On October 20, Wentworth officially opened its two newest buildings. The Flanagan Campus Center is a central hub for student activity on campus, with a fitness center, student lounges, and a renovated dining area. The Center for Sciences and Biomedical Engineering—the first new academic building constructed on campus in nearly 40 years—features new lab spaces and serves as the new home for the College of Arts and Sciences.

WILLIAM H. FLANAGAN CAMPUS CENTER

BIGGER BEATTY

8,700 square feet of additional space was added to Beatty—including two stories of new space in the building’s  rear and a single-story addition to the front, plus 20,000 square feet were renovated. The Campus Center addresses the needs of a predominantly residential campus.

WIT WORK

Both projects featured home-grown talent, with a total of 15 alumni serving in leadership positions for the project teams: the Flanagan Campus Center (Shawmut and Spagnolo Gisness & Associates Inc.), the Center for Sciences and Biomedical Engineering (BOND and Perkins & Will), and Wentworth.

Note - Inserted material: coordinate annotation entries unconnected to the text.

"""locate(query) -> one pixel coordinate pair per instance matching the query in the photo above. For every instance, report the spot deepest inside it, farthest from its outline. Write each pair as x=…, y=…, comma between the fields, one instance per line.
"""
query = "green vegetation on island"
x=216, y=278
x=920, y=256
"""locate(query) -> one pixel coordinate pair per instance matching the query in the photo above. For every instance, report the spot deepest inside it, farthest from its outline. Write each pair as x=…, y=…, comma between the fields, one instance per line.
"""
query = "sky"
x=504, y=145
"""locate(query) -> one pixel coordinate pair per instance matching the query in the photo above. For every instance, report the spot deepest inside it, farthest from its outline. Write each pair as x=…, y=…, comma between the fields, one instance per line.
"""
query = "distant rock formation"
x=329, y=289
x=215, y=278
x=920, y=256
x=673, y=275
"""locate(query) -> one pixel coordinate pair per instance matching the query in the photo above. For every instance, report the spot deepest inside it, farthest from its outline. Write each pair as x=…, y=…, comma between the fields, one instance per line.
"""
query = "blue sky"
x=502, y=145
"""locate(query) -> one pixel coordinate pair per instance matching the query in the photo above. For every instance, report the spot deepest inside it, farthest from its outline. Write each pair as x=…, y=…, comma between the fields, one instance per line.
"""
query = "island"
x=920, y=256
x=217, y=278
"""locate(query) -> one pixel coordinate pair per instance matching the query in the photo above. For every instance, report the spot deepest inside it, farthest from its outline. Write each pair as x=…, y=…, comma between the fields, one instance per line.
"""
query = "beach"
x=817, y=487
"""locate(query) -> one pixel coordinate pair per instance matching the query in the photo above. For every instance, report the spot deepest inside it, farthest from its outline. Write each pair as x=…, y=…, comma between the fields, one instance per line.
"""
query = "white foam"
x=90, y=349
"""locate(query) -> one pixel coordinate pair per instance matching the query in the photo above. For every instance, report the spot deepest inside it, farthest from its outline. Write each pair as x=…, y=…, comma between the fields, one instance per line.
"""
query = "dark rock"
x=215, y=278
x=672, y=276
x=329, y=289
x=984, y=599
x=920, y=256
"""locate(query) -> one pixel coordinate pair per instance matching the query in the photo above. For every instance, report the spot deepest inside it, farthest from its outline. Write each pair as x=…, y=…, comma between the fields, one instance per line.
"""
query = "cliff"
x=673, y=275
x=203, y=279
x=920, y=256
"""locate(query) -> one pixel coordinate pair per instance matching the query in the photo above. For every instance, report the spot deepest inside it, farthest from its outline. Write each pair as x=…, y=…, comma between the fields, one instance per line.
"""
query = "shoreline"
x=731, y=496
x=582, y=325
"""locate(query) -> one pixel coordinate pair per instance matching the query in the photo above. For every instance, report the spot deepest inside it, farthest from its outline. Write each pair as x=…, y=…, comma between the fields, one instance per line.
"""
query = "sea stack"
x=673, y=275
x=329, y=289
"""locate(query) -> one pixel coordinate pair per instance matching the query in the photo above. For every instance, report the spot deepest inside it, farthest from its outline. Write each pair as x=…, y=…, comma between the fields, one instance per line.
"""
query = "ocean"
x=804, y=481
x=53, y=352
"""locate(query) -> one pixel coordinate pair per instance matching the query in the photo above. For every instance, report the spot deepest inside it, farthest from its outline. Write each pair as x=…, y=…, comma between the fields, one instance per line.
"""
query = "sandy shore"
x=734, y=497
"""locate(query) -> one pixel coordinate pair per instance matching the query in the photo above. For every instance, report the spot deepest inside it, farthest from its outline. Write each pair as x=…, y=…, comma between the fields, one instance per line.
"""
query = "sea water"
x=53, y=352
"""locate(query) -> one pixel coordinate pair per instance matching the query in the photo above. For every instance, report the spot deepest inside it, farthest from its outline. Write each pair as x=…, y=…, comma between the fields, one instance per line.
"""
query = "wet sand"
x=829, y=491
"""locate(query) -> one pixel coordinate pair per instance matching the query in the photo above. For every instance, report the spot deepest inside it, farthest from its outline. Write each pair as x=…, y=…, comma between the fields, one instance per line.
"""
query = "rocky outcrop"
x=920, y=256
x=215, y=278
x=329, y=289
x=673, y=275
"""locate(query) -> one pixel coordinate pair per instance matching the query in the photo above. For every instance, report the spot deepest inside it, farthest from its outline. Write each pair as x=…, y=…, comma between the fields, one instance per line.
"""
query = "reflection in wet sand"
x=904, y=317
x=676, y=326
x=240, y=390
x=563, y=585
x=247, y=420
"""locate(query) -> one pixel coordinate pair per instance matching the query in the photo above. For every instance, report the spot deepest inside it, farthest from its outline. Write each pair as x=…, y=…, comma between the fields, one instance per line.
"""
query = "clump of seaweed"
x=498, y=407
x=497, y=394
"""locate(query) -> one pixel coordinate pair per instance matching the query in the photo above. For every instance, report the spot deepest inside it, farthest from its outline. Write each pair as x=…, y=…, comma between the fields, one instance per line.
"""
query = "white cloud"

ARCHITECT’S FAVORITE FEATURE

“There is a spot just inside the entry where it all comes together,” says Steve Cunningham of Spagnolo, Gisness & Associates. “From that vantage, you see students lounging, studying, or socializing in the new Pavilion addition; churning treadmills in the fitness center; students connecting over lunch in the dining area; others ascending the stairs to the library. You feel the history of the building and see the values of the school expressed in large-scale words in the soaring red graphic that serves as a constant reminder of those values and a marker for the new campus center.”
FIVE-STAR FOOD

It’s a good thing they built a gym downstairs: the new dining facility includes a brick pizza oven, a smoothie machine, and homemade pastries baked by an onsite pastry chef. New evening service stretches to 11:00 p.m. to fuel late-night cram sessions.

THE NAMESAKE

William H. Flanagan, Machine Construction & Tool Design ’51, entrepreneur and founder of communications design and manufacturing giant Nexus Incorporated. He donated $10 million to the Institute in 2008—the largest gift in the school’s history—to build the campus center.

SWEAT EQUITY

The Douglas D. Schumann Fitness Center features state-of-the-art equipment. Within the first six weeks of the fall 2012 semester, the Center had 15,536 visits—an average of 409 visits per day.

CENTER FOR SCIENCES AND BIOMEDICAL ENGINEERING

FIRST IMPRESSION

The new Ira Allen entrance features a seven-foot-tall, 1,800-lb steel sculpture called Constellations. The piece was donated by artist Dennis Kowal, whose public work appears everywhere from France to Florida.

LAB STATS

Added 12 labs: four physics labs, three chemistry labs, two biomedical engineering labs, one biology lab, one material science lab, and a biodiesel lab.

IRA’S PAST

Ira Allen was built in 1901 and purchased by Wentworth in 1980. The cost? For both Ira Allen and the Boston Trade High School building—which would become the Annex—Wentworth promised the city 13 tuition scholarships each year for its high school graduates, worth about $30,000 at the time.

ARCHITECT’S FAVORITE FEATURE

Says Andrew Grote of Perkins + Will, “My favorite space is definitely the Forum, which is the triple-height space that connects the existing building with the new lab wing—it provides student and faculty with a wide range of spaces for study, collaboration, and socialization.”

ALLEN ADDITION 

Along with a full rehab of its existing interior, 19,000 square feet of new space were added to the rear of the Ira Allen building.

CAMPUS AS A LAB

A total of 33 students were hired as co-ops during the Ira Allen construction, and more than 1,000 students toured the site as part of a hands-on learning experience. The number of workers was as high as 150 on the project’s busiest day.